GitHub - chenmiao1919/FlagGems: FlagGems is an operator library for large language models implemented in the Triton Language.

Introduction

FlagGems is a high-performance general operator library implemented in OpenAI Triton. It builds on a collection of backend neutral kernels that aims to accelerate LLM training and inference across diverse hardware platforms.
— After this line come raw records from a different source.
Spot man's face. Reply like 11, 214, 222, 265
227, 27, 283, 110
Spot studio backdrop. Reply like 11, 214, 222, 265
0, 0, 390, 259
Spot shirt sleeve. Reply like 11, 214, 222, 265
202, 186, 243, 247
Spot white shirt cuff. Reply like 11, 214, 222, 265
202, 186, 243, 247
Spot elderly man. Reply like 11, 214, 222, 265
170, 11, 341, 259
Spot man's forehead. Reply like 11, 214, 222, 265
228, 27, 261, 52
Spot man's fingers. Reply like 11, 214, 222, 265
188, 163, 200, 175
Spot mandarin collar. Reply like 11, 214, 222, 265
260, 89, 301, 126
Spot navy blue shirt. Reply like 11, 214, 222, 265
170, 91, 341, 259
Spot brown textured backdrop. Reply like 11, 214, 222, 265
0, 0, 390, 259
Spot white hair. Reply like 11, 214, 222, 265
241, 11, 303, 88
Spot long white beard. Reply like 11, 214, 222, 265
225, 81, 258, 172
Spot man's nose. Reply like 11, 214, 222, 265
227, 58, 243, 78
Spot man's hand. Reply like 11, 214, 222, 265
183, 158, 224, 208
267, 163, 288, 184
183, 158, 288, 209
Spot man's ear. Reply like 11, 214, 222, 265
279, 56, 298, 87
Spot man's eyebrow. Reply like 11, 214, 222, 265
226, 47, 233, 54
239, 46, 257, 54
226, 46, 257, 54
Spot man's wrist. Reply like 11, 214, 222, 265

By registering with the ATen backend of PyTorch, FlagGems facilitates a seamless transition, allowing model developers to switch to Triton without changing the low level APIs. Users can still use their familiar Pytorch APIs as usual and benefit from new hardware acceleration technologies. For kernel developers, the Triton language offers readability, user-friendliness and performance comparable to CUDA. This convenience allows developers to engage in the development of FlagGems with minimal learning investment.

We created WeChat group for FlagGems. Scan the QR code to join the group chat! To get the first hand message about our updates and new release, or having any questions or ideas, join us now!

Features

FlagGems provides the following technical features.
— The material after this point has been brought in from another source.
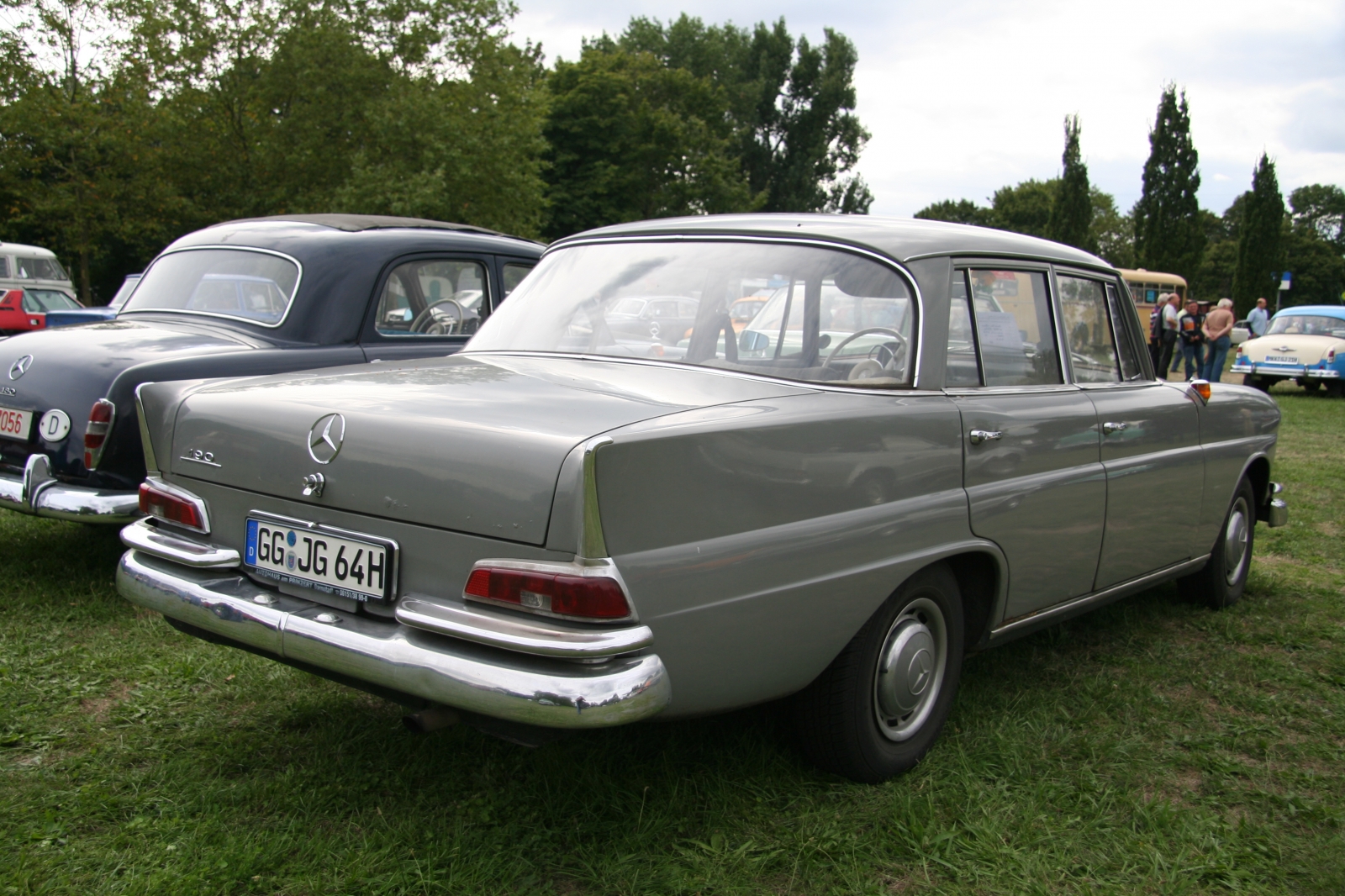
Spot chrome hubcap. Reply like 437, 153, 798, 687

A large collection of PyTorch compatible operators
Hand optimized performance for selective operators
Eager mode ready, independent of torch.compile
Automatic pointwise operator codegen supporting arbitrary input types and layout
Fast per-function runtime kernel dispatching
Multi-backend interface enabling support of diverse hardware platforms
Over 10 supported backends
C++ Triton function dispatcher (working in progress)

More About Features

Multi-Backend Hardware Support

FlagGems supports a wide range of hardware platforms and has been extensively tested across different hardware configurations.

Automatic Codegen

FlagGems provides an automatic code generation mechanism that enables developers to easily generate both pointwise and fused operators. The auto-generation system supports a variety of needs, including standard element-wise computations, non-tensor parameters, and specifying output types. For more details, please refer to pointwise_dynamic.

LibEntry

FlagGems introduces LibEntry, which independently manages the kernel cache and bypasses the runtime of Autotuner, Heuristics, and JitFunction. To use it, simply decorate the Triton kernel with LibEntry.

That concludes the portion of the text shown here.